Is this a bubble or is this real? Will people fill all these buildings? Steven Rattner, founding principle of New York-based Quadrangle Group, asked in an interview with Reuters this week at the Super Return Middle East conference.

David Bonderman, co-founder of Texas Pacific Group, offered his own cautionary view about jumping into fast developing regions, especially places like the Middle East where long-term relationships are so important.

It's all about knowing the culture, he said, telling a story about managers of a Chinese company his firm invested in, who, after the deal closed, started a new business with the same name across the street.

Economic growth in the Gulf Arab region is staggering, growing at more than 10 percent annually in some areas thanks in part to rising oil prices.

The extreme example of this growth is in Dubai, home to more than one million people and one of the seven emirates comprising the United Arab Emirates.

For private equity firms, Dubai is a place that both symbolizes the region's potential to boost investment returns, and its potential to sink them if there is not enough demand for the many construction projects underway.

CONSTRUCTION BOOM

Bumper to bumper traffic begins just after sunrise and remains constant throughout the day.
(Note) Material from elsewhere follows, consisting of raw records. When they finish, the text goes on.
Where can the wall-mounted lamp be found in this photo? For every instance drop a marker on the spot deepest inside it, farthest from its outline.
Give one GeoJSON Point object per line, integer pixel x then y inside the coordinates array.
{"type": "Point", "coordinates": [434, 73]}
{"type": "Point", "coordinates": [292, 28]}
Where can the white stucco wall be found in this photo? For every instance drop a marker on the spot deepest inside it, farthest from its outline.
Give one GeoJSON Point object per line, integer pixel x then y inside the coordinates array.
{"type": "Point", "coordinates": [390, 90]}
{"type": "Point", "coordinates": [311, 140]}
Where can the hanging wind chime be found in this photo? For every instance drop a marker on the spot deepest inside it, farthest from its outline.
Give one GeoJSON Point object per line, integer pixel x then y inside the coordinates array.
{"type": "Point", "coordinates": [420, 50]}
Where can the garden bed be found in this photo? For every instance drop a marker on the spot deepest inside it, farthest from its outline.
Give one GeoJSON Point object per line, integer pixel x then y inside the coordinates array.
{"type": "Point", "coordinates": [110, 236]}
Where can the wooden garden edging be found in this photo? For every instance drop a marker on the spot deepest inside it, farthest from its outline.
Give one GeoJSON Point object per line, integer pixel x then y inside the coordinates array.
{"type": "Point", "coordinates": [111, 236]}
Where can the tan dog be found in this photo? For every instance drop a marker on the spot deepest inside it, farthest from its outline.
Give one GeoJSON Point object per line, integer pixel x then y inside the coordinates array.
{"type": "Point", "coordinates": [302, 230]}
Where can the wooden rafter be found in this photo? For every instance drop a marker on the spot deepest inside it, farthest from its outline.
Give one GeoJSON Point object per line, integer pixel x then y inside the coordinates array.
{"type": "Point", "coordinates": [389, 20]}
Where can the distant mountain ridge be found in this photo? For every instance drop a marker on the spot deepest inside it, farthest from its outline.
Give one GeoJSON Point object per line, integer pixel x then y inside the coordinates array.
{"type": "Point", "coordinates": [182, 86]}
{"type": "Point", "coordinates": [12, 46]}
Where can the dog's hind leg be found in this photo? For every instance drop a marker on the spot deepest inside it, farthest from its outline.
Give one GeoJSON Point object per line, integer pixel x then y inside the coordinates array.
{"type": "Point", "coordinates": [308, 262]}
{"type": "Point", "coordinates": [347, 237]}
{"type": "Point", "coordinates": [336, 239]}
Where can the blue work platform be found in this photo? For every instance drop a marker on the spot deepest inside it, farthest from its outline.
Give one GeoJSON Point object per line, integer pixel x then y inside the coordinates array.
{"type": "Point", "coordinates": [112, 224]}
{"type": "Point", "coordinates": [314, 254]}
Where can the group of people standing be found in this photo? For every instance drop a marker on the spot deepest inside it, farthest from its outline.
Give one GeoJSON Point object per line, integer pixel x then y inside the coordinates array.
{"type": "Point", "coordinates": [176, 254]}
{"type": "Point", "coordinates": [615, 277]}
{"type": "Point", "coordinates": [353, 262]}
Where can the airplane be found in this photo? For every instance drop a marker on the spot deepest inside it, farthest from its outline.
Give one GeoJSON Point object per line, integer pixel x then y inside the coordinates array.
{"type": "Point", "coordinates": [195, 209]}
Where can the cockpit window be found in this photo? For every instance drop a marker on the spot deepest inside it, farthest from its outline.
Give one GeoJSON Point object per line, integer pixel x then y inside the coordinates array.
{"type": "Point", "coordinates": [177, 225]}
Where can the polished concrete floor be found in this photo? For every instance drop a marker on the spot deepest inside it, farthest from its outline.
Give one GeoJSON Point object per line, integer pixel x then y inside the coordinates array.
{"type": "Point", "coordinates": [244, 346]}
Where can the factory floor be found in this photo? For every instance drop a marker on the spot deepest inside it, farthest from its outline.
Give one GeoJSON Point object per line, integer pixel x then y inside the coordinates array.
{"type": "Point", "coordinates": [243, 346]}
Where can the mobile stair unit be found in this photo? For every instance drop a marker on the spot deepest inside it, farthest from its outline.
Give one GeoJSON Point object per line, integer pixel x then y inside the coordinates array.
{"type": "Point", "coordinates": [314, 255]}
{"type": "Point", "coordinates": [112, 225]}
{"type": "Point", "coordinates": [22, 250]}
The construction boom can best be seen on Sheik Zayed Road, which follows the coastline and cuts through the clusters of skyscrapers under construction.

On one side, the tallest building in the world is being built. On the other, the world's only seven-star hotel is in view, its round helipad perched above the beach.

By one estimate, around 17 percent of the world's construction cranes are here in this relatively small, arid slice of land hugging the Arabian Sea.

The emirate and all its luxuries has not only attracted tourists and high rollers, but corporate deal makers too.

Middle East merger and acquisition activity, while rising, is a tiny sliver of global M&A volume.

The region has 291 deals so far this year worth $38.75 billion, according to Dealogic, up from 125 deals worth $10.1 billion four years ago.

By comparison, North Asia has seen 4,836 deals this year worth $245.8 billion, with North America tallying 8,674 deals on $1.8 trillion of volume, according to Dealogic.

Bolstered by cheap and easy debt, U.S. private equity firms changed the corporate landscapes at home and in Europe in the last two years, doing more than $1 trillion worth of leveraged buyouts and taking big public companies such as Hilton Hotels into private ownership.

With the credit crunch hitting the U.S. economy, now some firms are looking to partner with some of their Gulf Arab institutional investors on deals in the region. Some statistics show that the time may be right.

Within the Gulf Cooperation Council (GCC), more than 90 per cent of all commercial activity is estimated to be controlled by family-owned firms, according to a joint report by Dow Jones and Ithmar Capital. These firms number over 5,000, hold combined assets of more than $500 billion, and employ 70 per cent of the workforce, the report says.

That statistic is a good sign for private equity firms, which historically have bought family-owned companies. The report says GCC private equity fundraising reached $10 billion in 2006.